Thursday, June 30, 2011
Mama Kat's WW: Blogging Challenges
I've decided that today is the perfect day to take on Mama Kat's Writer's Workshop, as this prompt is just calling to me after my long weekend at Type A Parent Conference.
* What do you find most challenging about blogging?
Wouldn't it be easy for me to say everything? But that would so not be true.
I love blogging. I love writing. I love being me. I love revealing more of who I am to the world at large, or the 400 or so people who may choose to read me on any given day. Or something like that.
I love reading what other people have to say - about themselves, their family members, their friends, books, TV shows, their jobs, their wishes, hopes and dreams. And whatever else is on their minds.
I love connecting. I love putting myself out there and receiving even the tiniest bit of validation in return.
I love commenting. I love reminding people that their words are being read, even if it's just by me.

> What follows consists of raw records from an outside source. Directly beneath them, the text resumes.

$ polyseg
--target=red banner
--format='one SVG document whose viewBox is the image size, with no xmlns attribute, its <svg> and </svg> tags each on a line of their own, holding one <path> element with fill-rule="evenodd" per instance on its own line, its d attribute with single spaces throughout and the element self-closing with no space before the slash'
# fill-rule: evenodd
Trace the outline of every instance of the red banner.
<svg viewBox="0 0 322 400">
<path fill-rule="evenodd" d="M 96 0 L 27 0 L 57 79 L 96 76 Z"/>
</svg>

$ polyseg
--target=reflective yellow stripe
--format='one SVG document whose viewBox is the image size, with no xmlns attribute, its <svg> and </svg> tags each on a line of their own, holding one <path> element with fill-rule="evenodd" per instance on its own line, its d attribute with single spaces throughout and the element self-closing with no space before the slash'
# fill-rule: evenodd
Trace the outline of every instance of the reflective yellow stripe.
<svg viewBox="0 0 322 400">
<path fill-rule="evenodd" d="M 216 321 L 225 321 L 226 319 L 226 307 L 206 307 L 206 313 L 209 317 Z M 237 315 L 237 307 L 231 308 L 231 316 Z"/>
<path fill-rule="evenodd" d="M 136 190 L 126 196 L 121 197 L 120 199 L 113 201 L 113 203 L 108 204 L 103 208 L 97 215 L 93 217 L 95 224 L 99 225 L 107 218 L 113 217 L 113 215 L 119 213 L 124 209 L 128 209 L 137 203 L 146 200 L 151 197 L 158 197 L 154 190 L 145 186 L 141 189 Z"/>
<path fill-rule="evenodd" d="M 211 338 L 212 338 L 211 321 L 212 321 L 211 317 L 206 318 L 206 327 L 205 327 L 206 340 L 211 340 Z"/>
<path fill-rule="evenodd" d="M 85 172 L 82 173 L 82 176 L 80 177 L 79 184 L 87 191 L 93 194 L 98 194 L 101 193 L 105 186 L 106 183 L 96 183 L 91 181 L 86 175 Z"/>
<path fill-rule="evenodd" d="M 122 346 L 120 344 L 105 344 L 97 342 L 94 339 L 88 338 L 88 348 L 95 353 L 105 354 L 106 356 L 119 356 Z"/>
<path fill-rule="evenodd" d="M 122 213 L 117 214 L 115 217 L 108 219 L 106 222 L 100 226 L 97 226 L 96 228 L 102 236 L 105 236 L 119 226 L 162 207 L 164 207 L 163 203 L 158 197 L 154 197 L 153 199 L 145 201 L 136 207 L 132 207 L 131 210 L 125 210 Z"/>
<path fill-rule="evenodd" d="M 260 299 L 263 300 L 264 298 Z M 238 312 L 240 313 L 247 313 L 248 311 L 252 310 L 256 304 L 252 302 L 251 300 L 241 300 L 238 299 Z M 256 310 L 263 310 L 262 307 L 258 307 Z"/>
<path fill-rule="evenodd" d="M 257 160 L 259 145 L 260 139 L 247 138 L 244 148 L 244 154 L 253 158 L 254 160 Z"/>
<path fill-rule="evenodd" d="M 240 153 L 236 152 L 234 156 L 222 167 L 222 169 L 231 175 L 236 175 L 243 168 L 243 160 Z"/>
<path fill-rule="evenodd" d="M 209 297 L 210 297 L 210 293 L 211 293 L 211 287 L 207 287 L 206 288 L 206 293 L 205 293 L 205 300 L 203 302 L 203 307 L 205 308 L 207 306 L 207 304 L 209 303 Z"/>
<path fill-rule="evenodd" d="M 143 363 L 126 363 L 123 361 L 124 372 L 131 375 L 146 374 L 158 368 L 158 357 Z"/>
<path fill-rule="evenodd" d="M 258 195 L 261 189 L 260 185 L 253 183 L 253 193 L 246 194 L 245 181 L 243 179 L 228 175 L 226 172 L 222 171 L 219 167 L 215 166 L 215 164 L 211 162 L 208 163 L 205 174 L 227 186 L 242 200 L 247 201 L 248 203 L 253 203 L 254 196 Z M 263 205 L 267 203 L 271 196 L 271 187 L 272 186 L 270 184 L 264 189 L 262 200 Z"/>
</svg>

I HATE no-reply-at-blogger ... uhm, yeah. That's a pet peeve as if I can't get back to you or figure out where you blog or how to email you it's going to drive me somewhat crazy. And with so many people moving to WordPress, that is definitely difficult and showing up more often. I wish there were a way to adjust things so at least I'd know their URL info when they comment.
I'm not the hugest fan of captcha either, and think that people would fare better with comments when they remove that and moderate if they are that worried about spam. I was a late convert to that as I figured it would cause mayhem, but all is well in the GGGR world. Whew. It's all good. (Knock on wood 3x or something like that!)
And sometimes I would say the most challenging thing about blogging is ME.
That would be my answer. Because you know what? It's MY blog. MY space. I put the criteria up for myself. I set myself up to fail. I am the only one who can tell me that I'm too small, too fluffy, too easy, too whatever else I might categorize myself as on any given day.
I learned a lot of things this past weekend at the conference. My very first blogging conference experience. But I also learned that it's okay to just be me. I may not be as big a blogger as some, or as small as others, but the same way I convince myself to accept my size, my motivation or lack thereof, and who I am inside and out, I need to do the same with blogging.
I need to remind myself that I belonged at that conference in Asheville. I belong out here in the blogosphere. I belong wherever I deem myself as belonging. I am worthy. I'm special. I'm me. And I am not going to challenge that anymore.
Or at the very least, not as often as I have in the past. Because damnit, I'm good enough. I'm sweet enough. I'm cute enough. And people like me. So there!
p.s. For anyone looking for my South of Superior review, it's coming - just hang tight!